Covid-19 : la pire récession depuis 1945 attendue en France pour 2020

0,6 %
La crise économique de 2008 avait fait reculer le PIB mondial de 0,6%
en 2009.

Au départ, il y avait la « grippette », ensuite il y a eu plus de 1,3 million de cas, près de 75.000 décès et le confinement mondial, du jamais vu. Au départ, il y avait une récession de près de « 1% », maintenant il y a la pire récession de l’histoire de France depuis 1945. Décidément, cette crise du Covid-19 en fait toujours trop…

Bruno Le Maire prévient les Sénateurs (et les Français)

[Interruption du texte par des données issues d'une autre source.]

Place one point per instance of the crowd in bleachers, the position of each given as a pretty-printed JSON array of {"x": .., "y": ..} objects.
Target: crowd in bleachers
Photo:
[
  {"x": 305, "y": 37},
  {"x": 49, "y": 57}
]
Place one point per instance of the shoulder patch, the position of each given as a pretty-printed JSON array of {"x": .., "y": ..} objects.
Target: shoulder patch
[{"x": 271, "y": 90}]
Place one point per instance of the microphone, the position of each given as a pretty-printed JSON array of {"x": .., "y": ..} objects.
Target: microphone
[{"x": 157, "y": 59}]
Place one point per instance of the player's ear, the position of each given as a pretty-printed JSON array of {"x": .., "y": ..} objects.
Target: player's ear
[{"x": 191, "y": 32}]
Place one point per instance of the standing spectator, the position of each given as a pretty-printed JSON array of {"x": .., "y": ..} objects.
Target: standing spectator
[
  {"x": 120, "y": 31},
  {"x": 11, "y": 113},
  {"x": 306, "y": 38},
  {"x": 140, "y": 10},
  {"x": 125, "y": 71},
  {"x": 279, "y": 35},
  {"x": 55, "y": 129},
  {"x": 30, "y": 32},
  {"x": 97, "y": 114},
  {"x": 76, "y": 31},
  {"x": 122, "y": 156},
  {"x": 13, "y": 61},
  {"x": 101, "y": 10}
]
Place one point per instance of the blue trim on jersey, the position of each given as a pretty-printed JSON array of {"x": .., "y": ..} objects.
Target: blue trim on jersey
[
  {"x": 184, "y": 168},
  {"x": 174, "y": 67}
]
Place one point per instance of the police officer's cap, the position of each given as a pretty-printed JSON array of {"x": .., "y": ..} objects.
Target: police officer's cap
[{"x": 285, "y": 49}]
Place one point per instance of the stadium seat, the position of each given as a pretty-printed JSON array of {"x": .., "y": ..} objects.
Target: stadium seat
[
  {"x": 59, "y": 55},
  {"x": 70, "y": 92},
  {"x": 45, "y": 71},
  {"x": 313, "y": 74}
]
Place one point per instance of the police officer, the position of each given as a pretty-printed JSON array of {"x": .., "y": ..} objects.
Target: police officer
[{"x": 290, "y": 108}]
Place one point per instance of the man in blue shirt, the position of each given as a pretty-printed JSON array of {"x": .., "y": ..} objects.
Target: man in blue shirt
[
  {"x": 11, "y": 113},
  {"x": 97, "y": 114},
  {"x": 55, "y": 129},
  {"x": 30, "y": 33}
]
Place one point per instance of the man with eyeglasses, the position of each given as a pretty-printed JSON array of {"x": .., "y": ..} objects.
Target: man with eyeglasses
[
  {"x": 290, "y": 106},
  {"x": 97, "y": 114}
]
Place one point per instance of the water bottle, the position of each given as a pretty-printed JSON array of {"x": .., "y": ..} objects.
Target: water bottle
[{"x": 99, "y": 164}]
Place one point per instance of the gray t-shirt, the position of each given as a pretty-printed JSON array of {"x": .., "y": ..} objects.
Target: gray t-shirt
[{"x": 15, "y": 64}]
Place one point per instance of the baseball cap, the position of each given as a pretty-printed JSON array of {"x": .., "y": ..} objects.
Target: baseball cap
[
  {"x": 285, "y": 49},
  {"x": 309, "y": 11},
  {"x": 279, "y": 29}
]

Si vous en aviez un peu assez des mauvaises nouvelles concernant le coronavirus Covid-19 pour la France et pour le monde, ce ne sera pas à Bruno Le Maire, ministre de l’Économie, qu’il va falloir demander de donner de l’espoir. Auditionné par la commission des Affaires économiques du Sénat lundi 6 avril 2020, il a prévenu que la récession qui attend la France en 2020 va être historique.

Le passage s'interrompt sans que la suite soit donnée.